FORMULA UNO
RACING BULLS / GP Singapore, VCARB a secco di punti nella ‘Monaco d’Oriente”. Permane, team boss: “Mancanza di ritmo e problemi tecnici”
Il Gran Premio di Singapore è andato in scena domenica 5 ottobre sul circuito cittadino di Marina Bay ed è stato vinto da George Russell su Mercedes, autore di una gara impeccabile dopo essere partito dalla pole position. Il britannico della Mercedes ha mantenuto il comando sin dalla partenza gestendo perfettamente il ritmo e le gomme nonostante le condizioni estreme di caldo e umidità. Russell ha ora 5 vittorie in carriera eguagliando il compianto Michele Alboreto, ex Tyrrell e Ferrari.
Max Verstappen (Red Bull Racing) ha provato a impensierire Russell nella parte centrale della corsa, ma non è mai riuscito a portare un vero attacco e ha chiuso secondo nonostante problemi tecnici al cambio, a pochi secondi di distacco dalla vetta. Sul gradino più basso del podio è salito Lando Norris (McLaren), protagonista di un solido weekend che ha contribuito a far conquistare al team di Woking il titolo costruttori.
Alan PermaneQuanto al team faentino VCARB, l’ottavo posto colto da Isack Hadjar in qualifica non s’è tradotto in un finale a punti. Liam Lawson, scattato dalla dodicesima posizione ha concluso mestamente 15esimo.
Il team principal della Racing Bulls Alan Permane racconta il weekend di Marina Bay: “La gara è stata una giornata molto difficile per noi, ed è la prima volta che non riusciamo a conquistare punti da Silverstone. Abbiamo avuto un problema con il propulsore di Isack che gli è costato 0,5 secondi a giro. Correre in quelle condizioni, considerando quanto è serrato il centro gruppo, rende praticamente impossibile ottenere risultati. Hadjar ha guidato in modo brillante facendo tutto il possibile, ma alla fine l’handicap è stato troppo grande per mantenere la vettura in zona punti. Per Liam la gara è stata altrettanto difficile. Non aveva la macchina bilanciata come voleva e ha faticato con l’aderenza e il bilanciamento. Abbiamo fatto un primo stint molto lungo, sperando che potesse approfittare della Safety Car (mai uscita nel GP ndr), ma alla fine non aveva il ritmo giusto. Ci riorganizzeremo e andremo a fondo del problema sulla macchina di Isack, per tornare più forti che mai ad Austin, un circuito che sicuramente si adatta alla nostra vettura”.
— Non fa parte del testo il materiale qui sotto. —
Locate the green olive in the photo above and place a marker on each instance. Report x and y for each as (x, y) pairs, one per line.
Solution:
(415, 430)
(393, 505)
A rendere più difficile il weekend per il team faentino sono stati gli incidenti di Liam Lawson durante le prove libere 2 e 3. Il pilota neozelandese è finito contro le barriere venerdì alla curva 17, dopo aver esagerato con il cordolo in quella precedente, e sabato ha urtato il muro in curva 7 a causa di un’uscita di curva errata.